お道具を見せていただいたら、最後に亭主と正客とでお道具についての問答があります。
まずは棗から。
正客役生徒(以下S)「本日は大切なお道具をありがとうございました。お棗のお形(かたち)は?」
亭主役生徒(以下T)「中棗(ちゅうなつめ)でございます。」
S「お塗りは?」
T「蒔絵、独楽(こま)でございます。」
S「お作(さく)は?」
T「宗哲(そうてつ)でございます。」
次に、茶杓を尋ねます。
S「茶杓のお作(さく)は?」
T「当代お家元でございます。」
S「何かご銘でもございましたら・・・」
そう言われたら、各自で考えて来た季節にふさわしい言葉を答えます。
私の前に亭主をやった生徒は「薫風です。」と答えました。
あ~!先に言われちゃった・・・。
すると先生が「他にも、早苗や早乙女、晴嵐 (せいらん)というのもありますね。」
あ~!早苗も出ちゃったよ・・・。
ヤバい、ヤバい!
次のお点前は私の番です。トイレに行くふりをしてその場を離れ、あわててスマホで検索・・・。5月のご銘で「端午(たんご)」を発見。初孫に五月人形を贈ったばかりだから、うん、これにしよう!

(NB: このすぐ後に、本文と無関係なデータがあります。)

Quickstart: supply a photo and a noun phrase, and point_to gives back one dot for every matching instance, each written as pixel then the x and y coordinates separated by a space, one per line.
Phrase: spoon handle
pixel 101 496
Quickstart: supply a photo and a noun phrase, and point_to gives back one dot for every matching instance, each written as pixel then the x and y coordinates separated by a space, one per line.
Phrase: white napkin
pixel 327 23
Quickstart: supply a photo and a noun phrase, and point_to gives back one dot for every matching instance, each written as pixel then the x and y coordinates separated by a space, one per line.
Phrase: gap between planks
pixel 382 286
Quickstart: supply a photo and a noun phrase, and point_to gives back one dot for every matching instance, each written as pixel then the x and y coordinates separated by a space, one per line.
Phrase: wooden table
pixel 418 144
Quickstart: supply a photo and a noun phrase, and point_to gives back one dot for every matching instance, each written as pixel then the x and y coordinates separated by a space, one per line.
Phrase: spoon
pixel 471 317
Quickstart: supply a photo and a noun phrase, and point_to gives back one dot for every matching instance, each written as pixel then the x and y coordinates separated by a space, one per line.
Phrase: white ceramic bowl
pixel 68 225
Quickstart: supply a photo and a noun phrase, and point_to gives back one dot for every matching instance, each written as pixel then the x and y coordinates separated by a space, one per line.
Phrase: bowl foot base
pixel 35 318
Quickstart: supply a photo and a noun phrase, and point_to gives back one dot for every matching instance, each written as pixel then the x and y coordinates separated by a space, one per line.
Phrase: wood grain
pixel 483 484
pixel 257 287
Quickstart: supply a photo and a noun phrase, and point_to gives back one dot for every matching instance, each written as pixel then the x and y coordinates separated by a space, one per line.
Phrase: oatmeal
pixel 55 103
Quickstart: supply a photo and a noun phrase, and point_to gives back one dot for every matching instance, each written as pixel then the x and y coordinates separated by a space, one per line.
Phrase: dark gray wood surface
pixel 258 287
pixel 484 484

お道具拝見が私の番になり、棗から茶杓の作までは何とか言えました。
「何か、ご銘でも?」
すかさず先ほど用意した(カンニングと呼ぶべきか?)銘を言わなくちゃ!
「端午でございます。」
すると先生が大笑い。
「田舎っぽいわよ~!」
「???」
あ~!もしかして、「田んぼ」に聞こえちゃったんだ!
「先生~、田んぼじゃなくて端午です!初孫に五月人形を贈ったばかりですので。」
それでまた皆で大笑い。何とも和やかなお稽古となりました。